Immer wieder aber haben israelische Politiker außerdem angedeutet, sie wollten Palästinensern in möglichst großer Zahl die "Ausreise" aus dem Gazastreifen ermöglichen. Viele Bewohner Gazas verstanden das als Drohung, sie über die Grenze nach Ägypten zu vertreiben. Aus diesem Grund hat Ägypten die Grenze zum Gazastreifen seit dem 7. Oktober 2023 geschlossen gehalten und Palästinenser aus Gaza nur in sehr kleiner Zahl und nach Zahlung horrender Gebühren einreisen lassen. Die Regierung in Kairo fürchtet eine Destabilisierung Ägyptens, falls Millionen Palästinenser ins Land kommen sollten – und mit ihnen Seilschaften der Hamas den Sinai infiltrieren. Die Zustände in Jordanien in den frühen 1970er Jahren, als palästinsische Milizen die Herrschaft des dortigen Königshauses bedrohten, und im Libanon zu Zeiten des Bürgerkriegs in den 1980er und 1990er Jahren, der mit durch die Präsenz palästinensischer Flüchtlinge und bewaffneter Milizionäre ausgelöst wurde, sind Ägyptens Regierung warnende Beispiele. Ägypten hat seine Militärpräsenz entlang des Philadelphi-Korridors im Frühjahr um 40 Panzer und weitere gepanzerte Fahrzeuge verstärkt.

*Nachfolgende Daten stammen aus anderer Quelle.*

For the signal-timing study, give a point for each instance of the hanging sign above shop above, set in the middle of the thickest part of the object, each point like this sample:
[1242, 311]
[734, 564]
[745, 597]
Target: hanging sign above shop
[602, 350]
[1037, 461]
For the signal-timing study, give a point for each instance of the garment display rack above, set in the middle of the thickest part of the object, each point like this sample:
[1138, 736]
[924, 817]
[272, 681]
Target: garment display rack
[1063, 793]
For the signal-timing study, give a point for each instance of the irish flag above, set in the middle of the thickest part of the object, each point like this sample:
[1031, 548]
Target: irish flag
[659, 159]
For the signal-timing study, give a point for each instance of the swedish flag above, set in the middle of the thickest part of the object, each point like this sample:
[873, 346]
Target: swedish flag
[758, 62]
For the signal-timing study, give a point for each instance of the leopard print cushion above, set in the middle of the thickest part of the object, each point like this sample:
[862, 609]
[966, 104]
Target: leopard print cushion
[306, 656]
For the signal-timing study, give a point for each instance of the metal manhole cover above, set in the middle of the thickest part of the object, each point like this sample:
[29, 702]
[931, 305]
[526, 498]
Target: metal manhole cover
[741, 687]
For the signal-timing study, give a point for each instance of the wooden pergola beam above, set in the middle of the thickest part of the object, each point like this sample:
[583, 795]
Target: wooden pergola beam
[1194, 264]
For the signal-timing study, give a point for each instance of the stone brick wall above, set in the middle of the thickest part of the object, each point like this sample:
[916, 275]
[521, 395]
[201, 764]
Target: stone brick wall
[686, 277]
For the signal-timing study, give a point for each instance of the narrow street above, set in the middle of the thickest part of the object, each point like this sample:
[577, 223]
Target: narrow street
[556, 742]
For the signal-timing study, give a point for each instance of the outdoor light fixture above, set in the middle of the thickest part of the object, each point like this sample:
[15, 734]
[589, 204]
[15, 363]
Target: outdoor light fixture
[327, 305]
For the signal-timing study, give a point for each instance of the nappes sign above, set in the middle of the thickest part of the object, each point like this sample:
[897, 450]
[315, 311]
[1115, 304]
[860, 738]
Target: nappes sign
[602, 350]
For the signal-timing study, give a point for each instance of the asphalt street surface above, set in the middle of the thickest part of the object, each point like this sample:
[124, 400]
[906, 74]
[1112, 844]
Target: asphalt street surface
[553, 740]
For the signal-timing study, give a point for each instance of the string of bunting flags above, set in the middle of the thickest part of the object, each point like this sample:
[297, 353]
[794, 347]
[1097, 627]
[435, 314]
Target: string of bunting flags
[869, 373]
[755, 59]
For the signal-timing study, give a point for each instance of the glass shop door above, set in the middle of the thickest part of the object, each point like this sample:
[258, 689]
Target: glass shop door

BidenWaffenIsraelommentar15.10

Würde eine dauerhafte israelische Militärpräsenz im Philadelphi-Korridor den Friedensvertrag mit Ägypten gefährden?

"Der Philadelphi-Korridor muss in unserer Hand sein. Kein anderes Arrangement könnte die Demilitarisierung (des Gazastreifens) sicherstellen, die unser Ziel ist", sagte Israels Premier Benjamin Netanjahu schon Ende 2023. Seither warnen offizielle Stimmen aus Kairo, eine erneute israelische Okkupation des Korridors wäre eine Verletzung des 45 Jahre alten Friedensabkommens zwischen beiden Staaten. Bei einem Schusswechsel zwischen ägyptischen und israelischen Truppen an der Grenze starb Ende Mai 2024 ein ägyptischer Soldat. 

Offiziell betrachtet das Regime von General Abdel-Fattah al-Sisi die israelische Eroberung des Philadelphi-Korridors als Verletzung der ägyptischen Souveränität. Trotzdem ist Kairo um eine Beruhigung der Lage bemüht, denn das hoch verschuldete Ägypten ist abhängig von amerikanischer Militärhilfe und internationalen Krediten. Israel hat außerdem deutlich gemacht hat: Im Kampf gegen die Hamas ist es bereit, rote Linien Kairos zu überschreiten.